Tip: This place can get really crowded specially on weekends, try getting there as early as possible. Sharing a table is common here, but this is also a great way to chat up with people most of whom are locals, who would tell you their love for this restaurant.

Bull Temple

Bull temple: Visit this 500-year old temple to see the monolithic statue of a bull carved out of granite stone, which won’t fail to impress you. Closely located to the MTR restaurant, this temple attracts a lot of devotees and tourists everyday and is also open throughout the day unlike other temples which closes down during the noon time. The story of this temple is quite an impressive one, the reason for which the area is called Basavanagudi meaning ‘The abode of the bull’. I would recommend you to go all the way inside and take blessings (the priests are friendly towards tourists). Sit here for few minutes and observe people come in and go, it will give you a lot of insights into the temple customs.

Tip: It is mandatory to leave your footware outside the main temple area which will be guarded by the caretakers for a small fee. When you go inside to take the blessings, do leave a small tip inside the donation box, since this will go towards the maintenance of the temple. You can be dressed casually and modest for this temple and anything knee length or sleeveless will also do.

Chitrakala Parishath: The Parishath is a one-stop space for a school of art, museum, gallery and also a space where art & cultural performances take place. The gallery contains beautiful paintings of students and few renowned artists and gives you an idea on the artists inclination on various subjects, specially people and Indian architecture. Very often local flea markets also take place in this premises, where craft makers display unique items from different states like blue pottery, glassware, silks, traditional jewellery etc. Once a year in January month, the biggest street art festival in India called ‘Chitra Sante’ takes place on the open road next to the Chitrakala Parishat, where art work from artists across the country display their work for sale and thousands of people throng this place for it.

Chitra Sante

Tip: The gallery is closed on Sundays, although the local sante if any, operates in the common grounds outside the building.

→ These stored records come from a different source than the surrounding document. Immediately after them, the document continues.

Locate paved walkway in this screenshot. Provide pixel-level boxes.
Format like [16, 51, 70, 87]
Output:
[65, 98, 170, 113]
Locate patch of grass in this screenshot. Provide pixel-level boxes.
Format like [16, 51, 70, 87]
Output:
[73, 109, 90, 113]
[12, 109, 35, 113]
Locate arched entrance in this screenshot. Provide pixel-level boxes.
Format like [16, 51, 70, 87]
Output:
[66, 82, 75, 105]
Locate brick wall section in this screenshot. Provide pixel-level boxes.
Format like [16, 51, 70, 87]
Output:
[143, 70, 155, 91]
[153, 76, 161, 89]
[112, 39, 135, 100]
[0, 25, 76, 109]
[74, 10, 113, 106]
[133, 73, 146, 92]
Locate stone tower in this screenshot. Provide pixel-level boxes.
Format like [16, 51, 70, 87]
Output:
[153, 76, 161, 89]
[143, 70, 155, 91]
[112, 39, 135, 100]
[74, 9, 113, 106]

Bangalore Palace: Built by the Mysore kings in the 1800’s during the British rule, this palace is inspired by Tudor architecture and has a charm of royalty to it. The inside of the palace has a Royal Ballroom, Durbar hall with neo-classical furniture, an open courtyard with Spanish influence, separate quarters for the ladies and men and many more. Beautiful paintings of famous artists and old photographs of the royalty adorn the walls. There are also lovely wooden furniture’s, artefacts, and items of decoration bearing both Indian and European influence. Hunting was a favourite pastime of the Kings, and you will notice a huge elephant tusk on the wall, along with a stool made from its legs.

Bangalore Palace

Tip: The tickets cost Rs. 240 for Indians and Rs. 480 for foreigners. Mobile and camera fee are charged extra. The audio guide tour comes with the ticket fee, but make sure you carry an ID card for procuring it.

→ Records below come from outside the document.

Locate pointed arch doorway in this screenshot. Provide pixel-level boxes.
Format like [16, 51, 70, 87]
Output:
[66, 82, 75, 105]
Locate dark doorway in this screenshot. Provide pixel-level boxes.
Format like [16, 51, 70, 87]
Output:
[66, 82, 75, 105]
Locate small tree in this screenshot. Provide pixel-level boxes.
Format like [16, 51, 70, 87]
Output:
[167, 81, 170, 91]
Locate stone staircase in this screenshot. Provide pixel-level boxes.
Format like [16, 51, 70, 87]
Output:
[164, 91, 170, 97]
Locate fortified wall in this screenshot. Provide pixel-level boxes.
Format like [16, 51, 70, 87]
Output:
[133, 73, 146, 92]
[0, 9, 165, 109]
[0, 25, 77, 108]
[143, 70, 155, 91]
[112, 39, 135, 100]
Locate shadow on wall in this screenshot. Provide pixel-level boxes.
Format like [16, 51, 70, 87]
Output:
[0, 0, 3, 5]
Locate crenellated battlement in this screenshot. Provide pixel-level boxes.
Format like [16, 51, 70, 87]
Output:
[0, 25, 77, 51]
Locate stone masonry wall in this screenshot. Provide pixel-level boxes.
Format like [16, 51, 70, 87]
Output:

Soda Bottle Opener Wala: This Bombay café Irani bar is just the place you want to visit for some great finger licking food, suited for vegetarians and non-vegetarians. The restaurant is almost always crowded, with old Bollywood music playing in the background of chitter chatter of people. The décor is quite colourful and quirky with some amusing signages to laugh at while you wait for your order. There is also a train track that circles the restaurant near the ceiling, and if you’re lucky you might see that functioning too. Some of their dishes that are worth trying are the Bori Kheema Pav, Vada Pav, Khanda Bhajjiya, Dhan Shak, Crispy Okra and my favourite dessert the Matunga Coffee Cake!

Tip: This place can get really crowded, specially weekends and the wait can be long, so getting there early is advisable. They also have season specialties like Mango dishes in the summer time, which is worth trying.

Soda Bottle Opener Wala

Cubbon Park: One of the reasons why Bangalore is called the Garden city, is because of this green lung space in the city centre established in the year 1870. This huge park boasts of children’s play area, a tennis pavilion, and colonial structures like the Museum building, State library and the High court of Karnataka built pre-independence. A leisurely walk through this space will make you forget about the busy traffic and pollution in the city. It’s a great place for running and exercising which is what you will notice in the morning hours. This is my favourite go-to place for just relaxing or reading a book and also a great way to see few pre-independence buildings, that are painted brick red and stand out against the park’s greenery.

Tip: This is a great place for kids, specially the children’s play area, where you can enjoy a ride in the toy train running inside the premises. You can also visit the government museum for a small fee and the state library for free.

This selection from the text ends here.